The director of the Department of Nutrition at Harvard-affiliated Brigham and Women's Hospital, Kathy McManus, said, "The keto diet is primarily used to help reduce the frequency of epileptic seizures in children. While it also has been tried for weight loss, only short-term results have been studied, and the results have been mixed." The registered dietitian continued, "We don't know if it works in the long term, nor whether it's safe."
A registered dietician at Children's Health, Melissa Fossier does not recommend putting children and teens on a keto diet unless there's a specific medical requirement. Per Harvard Health Publishing, the keto plan "centers on fat, which supplies as much as 90% of daily calories." Thus, the diet limits carbohydrates intake, which is essential for children, who need to be mentally and physically active. "Carbohydrates provide us with energy and important nutrients," explained Fossier.

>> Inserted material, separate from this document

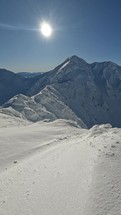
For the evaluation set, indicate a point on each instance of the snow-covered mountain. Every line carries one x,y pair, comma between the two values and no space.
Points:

"Children need carbohydrates for growth and development, to do homework, to read books, and to go outside and play," continued the dietitian. Naturally, Durlewanger's followers became concerned about the long-term impact the diet would have on her children's health. "It concerns me that your five and 11-year-old are keto. Every doctor and nutritionist I have ever talked to has said that keto is a diet only," noted one user.
"Great. That child is going to develop an eating disorder and clogged arteries. Why is an 11-year-old on a keto diet?" asked another. A third chimed in, "Don't do this. My parents put me on the Atkins diet with them and my body hates me so much now, and I don't know how to eat properly. I never felt full." Responding to the criticism, Durlewanger uploaded another video where she explained her reasons behind putting her kids on a keto diet. "If your child is not on a diet, what is wrong with you?" she said.
"We have to feed our kids, I know they want to eat all the time but we literally have to feed them – your child has to be on a diet. A diet is just food or drink that you consistently consume – habitual nourishment. A diet is not synonymous with weight loss, a diet is not even synonymous with restriction. We never use the word 'diet' in our videos." She also argued that "it is entirely possible to be keto and lose absolutely no weight" or "stay absolutely the same."